A photosystem is an arrangement of pigments, such as chlorophyll, packed into a thylakoid membrane. The energy containing packets in light (photons) are absorbed by accessory pigments, passed to the primary pigment, and then collected where they initiate the production of energy in the form of ATP and NADPH. The primary pigment associated with photosystem I is P700, while P680 is associated with photosystem II. These numbers 700 and 680, refer to the wavelengths of light that the respective pigments can absorb.

Figure 8. Non-Cyclic photophosphorylation reaction.

Figure 8. Non-Cyclic photophosphorylation reaction.

Non-cyclic photophosphorylation (Figure 8) begins with photosystem 2. The photons present in light are absorbed by P680, where they excite an electron. This electron is then passed to a primary electron acceptor molecule through a process termed photoinduced charge separation. The positive charge left on the P680 molecule is alleviated by the extraction of electrons from water molecules, causing the release of atomic oxygen. The electron held by the primary electron acceptor is passed to pheophyton then down the electron transport chain. This creates a chemiosmotic gradient which leads to ATP being formed by ATP synthase in the light independent reaction. Once passed through the electron transport chain, the electron enters photosystem 1 where it is re-excited and begins its path down another electron chain. The electron is again passed through a series of reactions, eventually being added to NADP+ reductase to form NADPH.

Figure 9. Cyclic photophosphorylation reaction.

Figure 9. Cyclic photophosphorylation reaction.

Cyclic photophosphorylation only involves photosystem 1. P700 absorbs photons until an electron is raised to its excited state. The electron then passed undergoes photoinduced charge separation, before being passed down an electron transport chain, producing a chemiosmotic potential across the membrane. This ion gradient stimulates the production of ATP from ATP synthase. Once the electron reaches the end of the electron chain, it is passed back to the photosystem by electron acceptor molecules (see Figure 9). Cyclic photophosphorylation also occurs in certain photosynthetic bacteria.
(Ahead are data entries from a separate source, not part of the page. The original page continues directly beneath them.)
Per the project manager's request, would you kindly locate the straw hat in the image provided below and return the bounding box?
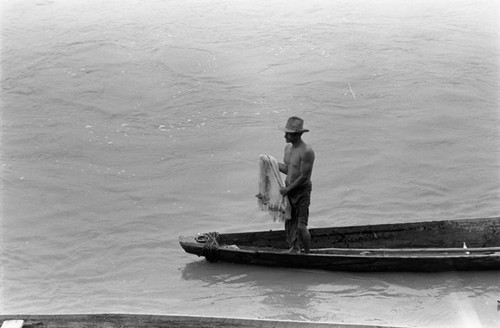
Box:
[281,116,309,133]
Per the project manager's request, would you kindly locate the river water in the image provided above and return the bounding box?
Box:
[0,0,500,328]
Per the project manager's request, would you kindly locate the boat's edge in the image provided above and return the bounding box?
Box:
[0,313,404,328]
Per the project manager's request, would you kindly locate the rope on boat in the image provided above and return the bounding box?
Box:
[201,232,220,263]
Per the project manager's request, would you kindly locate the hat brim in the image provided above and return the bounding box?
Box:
[280,128,309,133]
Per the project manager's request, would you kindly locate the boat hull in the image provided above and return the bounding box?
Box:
[179,218,500,272]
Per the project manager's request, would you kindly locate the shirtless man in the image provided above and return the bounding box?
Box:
[279,116,314,253]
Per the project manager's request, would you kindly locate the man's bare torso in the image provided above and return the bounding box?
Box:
[283,143,314,185]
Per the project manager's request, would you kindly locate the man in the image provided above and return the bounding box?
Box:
[279,116,314,253]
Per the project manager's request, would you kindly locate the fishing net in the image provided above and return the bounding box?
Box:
[256,155,291,222]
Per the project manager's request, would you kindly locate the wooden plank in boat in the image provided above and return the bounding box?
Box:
[0,314,402,328]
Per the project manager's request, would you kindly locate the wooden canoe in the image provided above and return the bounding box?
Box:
[0,314,396,328]
[179,217,500,272]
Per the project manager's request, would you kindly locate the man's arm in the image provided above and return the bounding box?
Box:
[278,163,288,174]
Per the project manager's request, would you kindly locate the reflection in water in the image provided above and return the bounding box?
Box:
[182,260,500,327]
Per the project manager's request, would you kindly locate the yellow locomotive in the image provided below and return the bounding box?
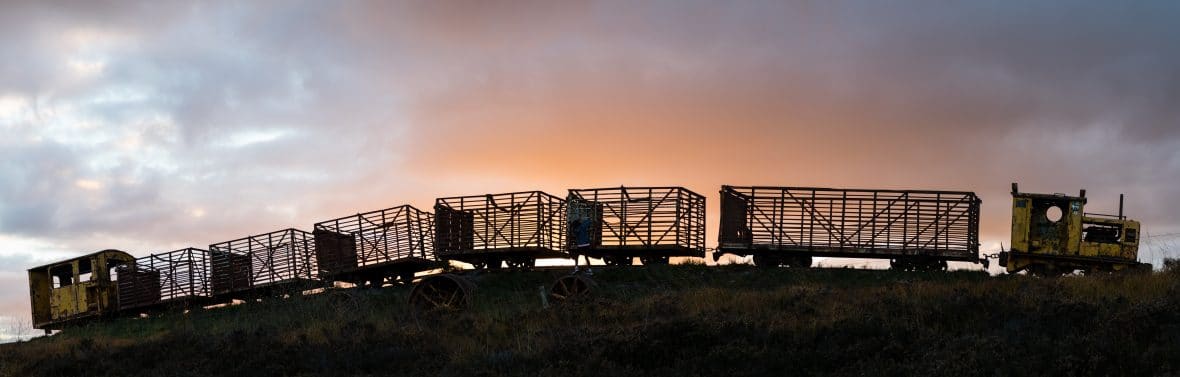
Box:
[999,183,1151,277]
[28,249,136,331]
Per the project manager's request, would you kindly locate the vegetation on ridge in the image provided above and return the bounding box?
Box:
[0,266,1180,376]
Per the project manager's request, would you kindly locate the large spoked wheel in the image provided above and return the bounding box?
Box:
[409,274,476,312]
[602,256,635,266]
[549,275,598,301]
[640,256,668,266]
[754,254,782,268]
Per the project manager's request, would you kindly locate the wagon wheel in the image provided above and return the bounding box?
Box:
[549,275,598,301]
[602,256,635,266]
[755,254,782,268]
[409,274,474,312]
[506,256,537,269]
[640,256,668,266]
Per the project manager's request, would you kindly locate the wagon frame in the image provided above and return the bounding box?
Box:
[313,206,441,286]
[434,191,569,268]
[565,187,706,265]
[714,186,982,269]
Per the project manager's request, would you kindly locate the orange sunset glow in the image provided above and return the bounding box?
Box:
[0,1,1180,340]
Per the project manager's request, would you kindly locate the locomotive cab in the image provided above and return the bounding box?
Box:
[28,249,135,331]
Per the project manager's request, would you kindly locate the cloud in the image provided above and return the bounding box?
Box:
[0,1,1180,328]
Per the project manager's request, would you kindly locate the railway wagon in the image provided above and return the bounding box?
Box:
[434,191,569,268]
[116,247,211,311]
[565,187,704,266]
[209,228,320,299]
[714,186,986,271]
[28,249,136,333]
[312,206,440,286]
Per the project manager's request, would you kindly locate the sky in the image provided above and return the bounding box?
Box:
[0,0,1180,340]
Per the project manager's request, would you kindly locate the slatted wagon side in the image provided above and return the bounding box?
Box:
[434,191,569,268]
[116,248,211,311]
[566,187,704,265]
[313,206,440,286]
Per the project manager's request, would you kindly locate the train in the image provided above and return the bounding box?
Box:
[28,183,1151,332]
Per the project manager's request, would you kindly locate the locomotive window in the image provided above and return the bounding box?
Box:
[1044,206,1061,222]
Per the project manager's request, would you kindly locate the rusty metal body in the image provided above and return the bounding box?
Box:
[565,187,704,265]
[714,186,982,269]
[313,206,439,284]
[999,183,1151,275]
[209,228,320,298]
[116,248,212,311]
[28,249,135,330]
[434,191,569,268]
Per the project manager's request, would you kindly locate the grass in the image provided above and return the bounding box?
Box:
[0,266,1180,376]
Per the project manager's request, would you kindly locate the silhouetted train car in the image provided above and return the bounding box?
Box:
[714,186,982,269]
[434,191,569,268]
[565,187,704,266]
[28,249,135,331]
[116,247,211,311]
[209,228,320,299]
[312,206,440,286]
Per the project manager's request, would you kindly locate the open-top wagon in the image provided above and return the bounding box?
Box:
[565,187,704,266]
[313,206,440,286]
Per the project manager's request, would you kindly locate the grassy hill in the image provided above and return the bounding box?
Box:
[0,266,1180,377]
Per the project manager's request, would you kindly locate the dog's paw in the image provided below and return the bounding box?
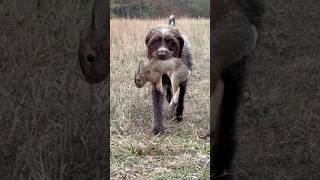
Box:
[152,127,163,136]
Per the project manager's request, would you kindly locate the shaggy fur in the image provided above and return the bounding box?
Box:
[210,0,263,179]
[145,25,192,134]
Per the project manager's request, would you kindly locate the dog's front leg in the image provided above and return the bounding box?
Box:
[152,84,163,135]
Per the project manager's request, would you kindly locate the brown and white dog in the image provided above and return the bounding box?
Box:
[136,25,192,134]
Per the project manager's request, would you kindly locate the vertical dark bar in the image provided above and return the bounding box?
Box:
[0,0,110,179]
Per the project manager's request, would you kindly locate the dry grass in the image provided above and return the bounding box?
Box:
[110,19,210,179]
[0,0,109,180]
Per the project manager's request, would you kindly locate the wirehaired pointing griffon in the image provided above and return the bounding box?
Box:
[135,25,192,134]
[135,57,191,114]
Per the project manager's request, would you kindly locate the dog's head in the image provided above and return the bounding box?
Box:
[145,25,184,60]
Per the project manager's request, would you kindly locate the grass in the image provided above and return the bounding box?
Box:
[110,19,210,179]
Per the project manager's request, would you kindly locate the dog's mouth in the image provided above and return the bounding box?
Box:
[157,51,174,60]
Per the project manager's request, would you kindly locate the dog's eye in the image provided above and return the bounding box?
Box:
[151,40,161,49]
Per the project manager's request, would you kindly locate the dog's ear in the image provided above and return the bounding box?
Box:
[174,31,184,58]
[145,30,152,46]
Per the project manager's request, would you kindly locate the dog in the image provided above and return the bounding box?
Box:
[135,57,191,112]
[139,25,193,134]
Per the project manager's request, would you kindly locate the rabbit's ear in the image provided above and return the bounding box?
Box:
[137,60,145,75]
[92,0,108,37]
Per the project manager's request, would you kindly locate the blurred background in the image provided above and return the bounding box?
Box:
[0,0,109,179]
[237,0,320,179]
[110,0,210,18]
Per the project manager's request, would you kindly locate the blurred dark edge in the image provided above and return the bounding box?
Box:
[211,0,320,179]
[0,0,110,180]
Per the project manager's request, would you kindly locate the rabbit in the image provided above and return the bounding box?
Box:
[135,57,191,109]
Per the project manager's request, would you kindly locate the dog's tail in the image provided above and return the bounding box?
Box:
[169,14,176,26]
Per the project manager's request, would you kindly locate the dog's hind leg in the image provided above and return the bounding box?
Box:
[176,80,188,122]
[162,74,173,103]
[152,84,163,135]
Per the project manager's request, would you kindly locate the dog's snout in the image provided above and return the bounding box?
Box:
[157,48,169,59]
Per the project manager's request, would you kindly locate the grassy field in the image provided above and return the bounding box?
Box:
[110,19,210,179]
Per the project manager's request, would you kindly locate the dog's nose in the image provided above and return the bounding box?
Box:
[158,49,168,59]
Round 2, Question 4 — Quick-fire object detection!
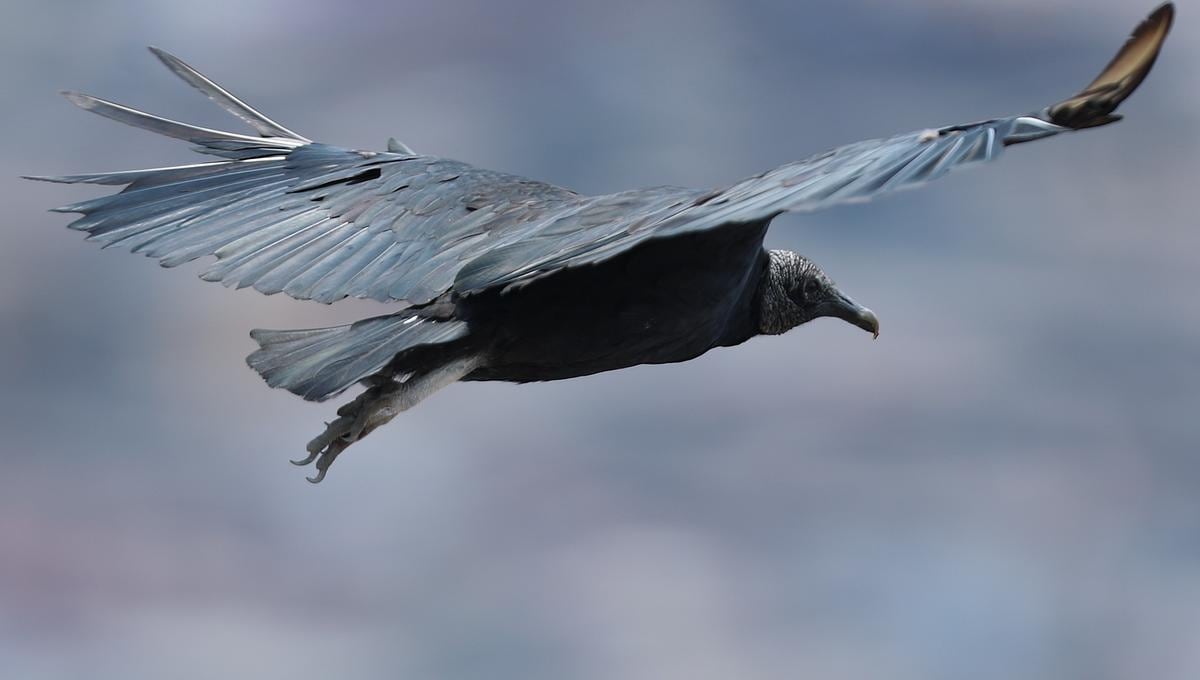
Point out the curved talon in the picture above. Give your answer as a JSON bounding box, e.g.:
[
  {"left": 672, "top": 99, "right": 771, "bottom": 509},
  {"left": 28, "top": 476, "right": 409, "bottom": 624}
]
[{"left": 288, "top": 451, "right": 320, "bottom": 468}]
Light independent reaction

Figure 10. Light independent reaction.

Figure 10. Light independent reaction.

Light independent reactions are also referred to as carbon fixation. Ribulose biophosphate (RuBP), with assistance from the enzyme RuBisCo, is combined with a carbon dioxide molecule. The end product is two, three-carbon, 3-phosphoglycerate (PGA), molecules. The ATP and NADPH produced in the light dependent reaction are used to reduce PGA to 3-phosphoglyceraldehyde (PGAL). Additionally, 5 of every 6 molecules of PGAL produced are reused in the production of RuBP, while the remaining molecule is used in the formation of carbohydrates, such as starch, cellulose and glucose (Figure 10).

References

  • Cartage.org, (2007). Photosynthesis [Online]. Available from: http://www.cartage.org.lb/en/themes/sciences/BotanicalSciences/Photosynthesis/Photosynthesis/Photosynthesis.htm [Accessed on 29/04/2008].
  • de Gruijl, F R, Longstreth, J, Norval, M, Cullen, A P, Slaper, H, Kripke, M L, Takizawa, Y, (2003). Health effects from stratospheric ozone depletion and interactions with climate change, Photochemistry and Photobiology. Vol 2, pp 16-28.
  • Helpsavetheclimate.com, (2007). Photosynthesis [Online]. Available from: http://www.helpsavetheclimate.com/photosynthesis.html [Accessed on 29/04/2008].
  • Slaper, H, Velders, G J, Daniel, J S, de Gruijl, F R, van der Leun, J C, (1996) Estimates of ozone depletion and skin cancer incidence to examine the Vienna Convention achievements, Nature. Vol 384(6606). pp 256-258.